Jenny Houlroyd Earns Doctor of Public Health Degree

 

Jenny Houlroyd, CIH, MSPH, DrPH

Jenny Houlroyd, an occupational health group manager for the Safety, Health, and Environmental Services (SHES) Program, successfully defended her dissertation in March 2024 to complete a doctorate in public health (DrPH) from the University of Georgia. Her degree is from the College of Public Health in public health policy and management. Graduation is scheduled for May 10. The SHES program is part of Georgia Tech’s Enterprise Innovation Institute.

Prior to joining Georgia Tech in 2005, Houlroyd earned a dual master of science in public health (MSPH) from Emory University, focusing on epidemiology and environmental and occupational health. As a certified industrial hygienist with the OSHA 21(d) Consultation Program, she helps small Georgia businesses ensure that workplaces are hazard-free and workers are protected from potential health threats.

She also serves as faculty for the OSHA Training Institute Education Center (OTIEC) at Georgia Tech and for the professional master’s in Occupational Safety and Health program for the School of Building Construction within the College of Design.

“My dissertation was on respiratory protection,” said Houlroyd. “In health and safety, we follow a hierarchy of controls, and the last layer of defense is personal protective equipment (PPE).”

Respiratory safety ranks consistently among the top ten concerns of OSHA, and Houlroyd conducted a qualitative study focusing on the manufacturing sector. Through the process of exploring elements that might contribute to a worker’s reluctance to wear PPE, she developed what she calls the FACT model, which tracks fit, acceptance of risk, comfort, and type of respirator.

Houlroyd views her doctor of public health degree as an achievement that not only enhances her own skill set but also benefits colleagues and contributes to the greater good. “I’m really hoping that it helps my entire team open doors, to apply for more competitive grants and make connections with other research groups,” she said. “I really see it as essential for our team to have this kind of expertise in-house.”

Those doors are already opening. On May 16, Houlroyd is attending the conference Preventing Silicosis – An Ancient Disease in Modern Times: Silicosis Caused by Artificial Stone in the U.S., hosted by the Center for Occupational and Environmental Health at University of California, Los Angeles, where she has been invited to speak on exposure and control technologies. “My doctoral program includes leadership training, and it gave me the confidence to speak up about issues that are important to me,” she said.

“At the Enterprise Innovation Institute, we are committed to making workplaces healthier and safer,” Houlroyd added. “We want people to go home from work to their families in the same or better shape than when they left. My dad got sick with brain cancer from exposure on the job; he died two years ago. I really do see it as a personal mission. We are saving lives.”

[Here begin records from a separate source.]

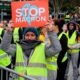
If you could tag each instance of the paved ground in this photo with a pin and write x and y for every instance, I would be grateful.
(70, 77)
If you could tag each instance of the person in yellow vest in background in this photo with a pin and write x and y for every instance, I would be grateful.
(5, 60)
(42, 34)
(52, 61)
(72, 54)
(1, 31)
(30, 54)
(62, 57)
(67, 18)
(17, 34)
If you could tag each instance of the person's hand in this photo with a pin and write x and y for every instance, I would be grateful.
(10, 27)
(49, 26)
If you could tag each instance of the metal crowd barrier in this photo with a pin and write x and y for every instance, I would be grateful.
(10, 74)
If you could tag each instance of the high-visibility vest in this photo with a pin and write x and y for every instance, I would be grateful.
(72, 41)
(37, 62)
(67, 18)
(52, 61)
(16, 35)
(1, 29)
(4, 58)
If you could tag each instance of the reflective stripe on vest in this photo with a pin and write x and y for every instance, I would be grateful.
(52, 62)
(16, 35)
(72, 41)
(1, 29)
(4, 59)
(37, 63)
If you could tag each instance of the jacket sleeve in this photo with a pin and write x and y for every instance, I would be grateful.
(52, 44)
(6, 43)
(76, 46)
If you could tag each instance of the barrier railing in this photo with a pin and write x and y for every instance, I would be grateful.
(9, 74)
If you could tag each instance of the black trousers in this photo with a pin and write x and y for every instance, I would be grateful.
(61, 70)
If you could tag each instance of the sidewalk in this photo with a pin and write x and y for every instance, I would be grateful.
(70, 77)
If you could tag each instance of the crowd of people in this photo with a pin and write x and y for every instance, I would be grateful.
(43, 53)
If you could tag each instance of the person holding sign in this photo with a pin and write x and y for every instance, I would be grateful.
(30, 54)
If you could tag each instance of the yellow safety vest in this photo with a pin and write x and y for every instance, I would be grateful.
(1, 29)
(4, 58)
(37, 62)
(67, 18)
(52, 62)
(72, 41)
(16, 35)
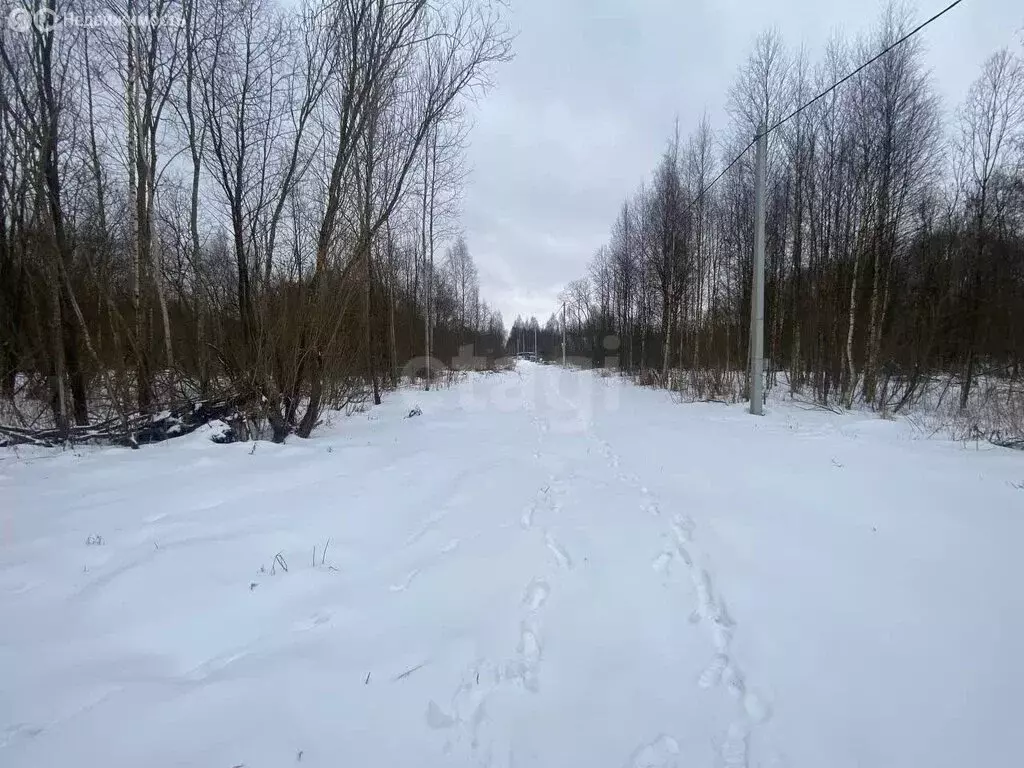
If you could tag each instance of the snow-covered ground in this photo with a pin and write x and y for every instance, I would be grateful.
(545, 568)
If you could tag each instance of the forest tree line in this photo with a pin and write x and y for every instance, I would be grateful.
(894, 235)
(236, 196)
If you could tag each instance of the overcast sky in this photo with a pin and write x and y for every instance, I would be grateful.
(579, 120)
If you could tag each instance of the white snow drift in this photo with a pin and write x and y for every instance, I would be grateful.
(545, 568)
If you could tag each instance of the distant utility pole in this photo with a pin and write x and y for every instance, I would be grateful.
(758, 292)
(563, 334)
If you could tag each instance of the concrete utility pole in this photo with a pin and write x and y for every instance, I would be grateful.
(758, 287)
(563, 334)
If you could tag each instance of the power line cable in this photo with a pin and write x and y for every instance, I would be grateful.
(821, 95)
(866, 64)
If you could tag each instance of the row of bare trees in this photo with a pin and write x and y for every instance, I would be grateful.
(894, 233)
(233, 196)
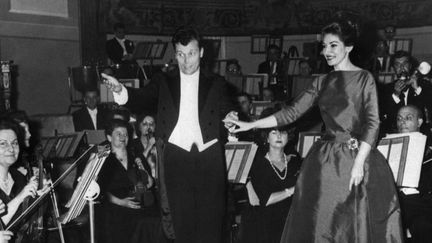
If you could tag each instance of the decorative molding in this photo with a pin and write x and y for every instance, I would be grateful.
(55, 8)
(39, 31)
(250, 17)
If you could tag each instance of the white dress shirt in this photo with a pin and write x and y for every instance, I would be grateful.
(397, 99)
(121, 42)
(187, 130)
(93, 115)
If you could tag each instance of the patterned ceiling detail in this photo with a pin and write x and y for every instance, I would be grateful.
(246, 17)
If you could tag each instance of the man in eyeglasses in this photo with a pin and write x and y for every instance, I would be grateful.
(407, 89)
(191, 104)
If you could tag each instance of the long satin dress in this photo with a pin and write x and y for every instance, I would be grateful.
(323, 208)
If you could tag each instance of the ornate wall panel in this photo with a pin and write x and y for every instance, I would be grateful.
(246, 17)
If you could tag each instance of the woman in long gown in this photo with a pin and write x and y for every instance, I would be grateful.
(345, 191)
(273, 175)
(126, 218)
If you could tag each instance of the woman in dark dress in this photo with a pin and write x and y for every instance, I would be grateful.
(345, 191)
(145, 143)
(273, 176)
(126, 218)
(14, 188)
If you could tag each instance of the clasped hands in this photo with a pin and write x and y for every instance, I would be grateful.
(112, 83)
(231, 121)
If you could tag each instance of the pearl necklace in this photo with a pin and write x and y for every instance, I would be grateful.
(276, 170)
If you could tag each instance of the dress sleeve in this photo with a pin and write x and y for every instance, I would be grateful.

Georgia Tech to Create Pilot Crystalline Silica Training Program

The Safety, Health, and Environmental Services program at Georgia Tech’s Enterprise Innovation Institute is using a $75,000 federal grant to create a pilot crystalline silica exposure training and materials program for the cut stone and stone fabrication industries.

 

The grant is one of 93 the U.S. Department of Labor’s Administration Occupational Safety and Health Administration awarded totaling more $11.6 million.

 

Derived from the Susan Harwood Workplace Safety and Health Training program, the grants awarded by OSHA in fiscal year 2021 are in the Targeted Topic Training, Training and Educational Materials Development, and Capacity Building categories. The grants are a critical part of OSHA’s effort to educate workers and assist employers.

 

The funding will support the one-year effort that targets small-business employers and underserved vulnerable workers in high-hazard industries. The specific focus is low/non-literate, limited-English speaking, and other at-risk workers. The training materials will be evaluated during the pilot period which includes 50 workers and employers. Training will be offered in English and Spanish.

 

Crystalline silica — or quartz — is a common mineral found in natural materials such as stone. Cutting, drilling, or grinding of stone creates a lot of dust, which includes particles of crystalline silica.

 

Inhaling crystalline silica can lead to serious and sometimes fatal illnesses, including tuberculosis, and chronic obstructive pulmonary disease (COPD). Exposure to these particles has also been linked to kidney disease and cancers, including lung cancer.

 

Crystalline silica inhalation can also lead to silicosis, an irreversible and potentially fatal disease marked by the development of growths and scarring of the lungs. If the growths or nodules become too large, breathing can become labored and eventually lead to death.

 

“The risk of silicosis is high for workers in several industries, including the construction, cut stone, and stone fabrication industries,” said Jenny Houlroyd, the Safety, Health, and Environmental Services program’s occupational health services manager. “This effort is designed to give workers the essential tools and training to protect themselves and keep them as safe as possible.”